# Photographing small miniature buildings



## Railphotog (Jun 26, 2011)

In a previous post, I showed how I took photos inside one of my HO model railroad structures. I got back into the hobby to be able to photograph such creations, as I didn't have the photo gear to do so when I was modeling as a teenager. I've had a lot of fun taking photos of my models, and thinking up ways to do scenes that I think up.

Back when I was shooting film, I used a 28mm preset wide angle lens into which I added a pinhole aperture. With this setup, I could get great closeup shots. Switching to digital, the 28mm lens became a 56mm, and lost its ability to take photos as I had in the past.

With the acquistion of a wide angle zoom, a Tamron 11-18mm, I can almost duplicate what I was shooting with the pinhole lens.

Here's how I did the interior of a small building:

The small shed on the left is in HO (1/87) scale, the larger one is in O scale (1/48), set beside my Canon XSi with the Tamron lens to show their sizes.
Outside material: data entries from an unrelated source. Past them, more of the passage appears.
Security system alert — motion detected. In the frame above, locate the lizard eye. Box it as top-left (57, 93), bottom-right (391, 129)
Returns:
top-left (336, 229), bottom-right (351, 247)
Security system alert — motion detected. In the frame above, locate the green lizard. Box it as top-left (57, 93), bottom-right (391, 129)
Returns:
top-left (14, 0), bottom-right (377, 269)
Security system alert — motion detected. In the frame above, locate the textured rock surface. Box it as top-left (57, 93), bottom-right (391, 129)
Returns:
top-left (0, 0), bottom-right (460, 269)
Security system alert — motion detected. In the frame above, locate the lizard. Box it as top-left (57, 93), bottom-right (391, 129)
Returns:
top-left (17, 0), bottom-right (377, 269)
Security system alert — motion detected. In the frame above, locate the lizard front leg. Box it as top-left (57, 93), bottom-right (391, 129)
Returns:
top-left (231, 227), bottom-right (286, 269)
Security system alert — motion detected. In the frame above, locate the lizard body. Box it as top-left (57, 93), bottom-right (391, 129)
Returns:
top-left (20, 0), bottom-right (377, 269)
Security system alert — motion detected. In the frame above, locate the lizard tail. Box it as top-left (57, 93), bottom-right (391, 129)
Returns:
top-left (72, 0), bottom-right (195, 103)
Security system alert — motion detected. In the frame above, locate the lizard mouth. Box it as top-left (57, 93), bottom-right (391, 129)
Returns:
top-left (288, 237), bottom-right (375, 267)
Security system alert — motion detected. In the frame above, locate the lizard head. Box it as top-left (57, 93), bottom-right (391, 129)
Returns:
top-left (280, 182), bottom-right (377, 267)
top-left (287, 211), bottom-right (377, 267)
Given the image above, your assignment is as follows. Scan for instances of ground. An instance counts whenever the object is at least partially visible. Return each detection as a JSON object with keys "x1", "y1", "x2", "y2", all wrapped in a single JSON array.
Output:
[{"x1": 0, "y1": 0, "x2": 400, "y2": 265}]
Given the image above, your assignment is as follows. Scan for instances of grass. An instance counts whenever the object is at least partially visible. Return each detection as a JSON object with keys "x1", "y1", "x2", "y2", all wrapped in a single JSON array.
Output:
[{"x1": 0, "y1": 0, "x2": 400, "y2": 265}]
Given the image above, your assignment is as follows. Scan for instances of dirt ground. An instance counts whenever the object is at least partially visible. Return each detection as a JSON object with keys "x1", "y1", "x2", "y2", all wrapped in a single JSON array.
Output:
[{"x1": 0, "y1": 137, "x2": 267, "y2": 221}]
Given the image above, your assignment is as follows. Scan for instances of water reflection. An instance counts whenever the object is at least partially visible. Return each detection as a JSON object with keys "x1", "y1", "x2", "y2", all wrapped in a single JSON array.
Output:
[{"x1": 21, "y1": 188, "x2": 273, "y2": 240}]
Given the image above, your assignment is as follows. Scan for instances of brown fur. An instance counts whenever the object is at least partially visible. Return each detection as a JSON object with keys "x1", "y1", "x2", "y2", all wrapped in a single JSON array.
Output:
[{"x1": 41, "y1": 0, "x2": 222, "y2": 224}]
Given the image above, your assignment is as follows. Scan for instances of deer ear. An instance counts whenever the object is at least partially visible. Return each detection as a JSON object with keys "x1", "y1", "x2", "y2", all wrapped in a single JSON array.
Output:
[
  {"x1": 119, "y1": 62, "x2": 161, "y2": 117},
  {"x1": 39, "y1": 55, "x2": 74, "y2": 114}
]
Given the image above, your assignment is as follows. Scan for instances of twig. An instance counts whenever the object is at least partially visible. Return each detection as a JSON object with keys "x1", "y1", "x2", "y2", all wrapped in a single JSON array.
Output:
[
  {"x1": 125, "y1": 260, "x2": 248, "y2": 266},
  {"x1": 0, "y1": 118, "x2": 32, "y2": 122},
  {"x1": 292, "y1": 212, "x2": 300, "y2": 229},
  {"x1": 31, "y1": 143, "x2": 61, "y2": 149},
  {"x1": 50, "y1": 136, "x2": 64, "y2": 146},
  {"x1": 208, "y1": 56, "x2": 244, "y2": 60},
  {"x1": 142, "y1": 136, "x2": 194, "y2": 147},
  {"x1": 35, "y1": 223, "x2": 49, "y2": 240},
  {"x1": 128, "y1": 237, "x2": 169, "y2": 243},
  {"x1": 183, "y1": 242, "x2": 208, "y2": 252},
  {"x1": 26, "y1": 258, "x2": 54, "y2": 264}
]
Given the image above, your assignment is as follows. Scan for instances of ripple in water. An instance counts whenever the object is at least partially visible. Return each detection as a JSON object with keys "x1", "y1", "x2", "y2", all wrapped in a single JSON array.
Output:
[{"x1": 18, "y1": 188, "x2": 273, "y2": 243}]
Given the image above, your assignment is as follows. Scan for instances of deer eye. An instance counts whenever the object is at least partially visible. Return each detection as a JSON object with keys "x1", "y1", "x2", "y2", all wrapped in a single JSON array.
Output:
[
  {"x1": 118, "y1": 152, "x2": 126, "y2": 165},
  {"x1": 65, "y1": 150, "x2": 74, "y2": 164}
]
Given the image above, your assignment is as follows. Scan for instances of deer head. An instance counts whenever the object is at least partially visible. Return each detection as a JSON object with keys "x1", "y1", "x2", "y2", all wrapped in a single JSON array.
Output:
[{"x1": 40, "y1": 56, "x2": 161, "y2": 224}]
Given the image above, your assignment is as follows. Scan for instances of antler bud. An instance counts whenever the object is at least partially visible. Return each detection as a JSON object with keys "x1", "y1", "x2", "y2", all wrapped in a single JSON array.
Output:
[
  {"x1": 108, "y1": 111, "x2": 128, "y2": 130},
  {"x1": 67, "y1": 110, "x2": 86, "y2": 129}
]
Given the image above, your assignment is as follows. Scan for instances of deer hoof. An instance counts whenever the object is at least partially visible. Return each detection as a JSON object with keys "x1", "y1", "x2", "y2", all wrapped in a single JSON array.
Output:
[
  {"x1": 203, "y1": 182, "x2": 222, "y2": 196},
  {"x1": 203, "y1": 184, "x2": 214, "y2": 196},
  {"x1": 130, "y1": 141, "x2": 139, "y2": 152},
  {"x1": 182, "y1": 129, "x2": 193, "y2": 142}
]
The following photos are of the smaller HO scale building:







The photo setup.  The lens won't focus close enough, so it is set back a bit, shooting at f/22.  The rear of the building has been removed.  The cardboard I'm holding is to reduce the amount of light falling on the outside of the building.







This is what the camera captured:







After cropping, straightening and various tasks, this is the final photo of the interior.  The building is 2-1/2" by 1-1/2".







I'll post some of my other efforts in future posts, along with photos of the interior of the larger structure.


----------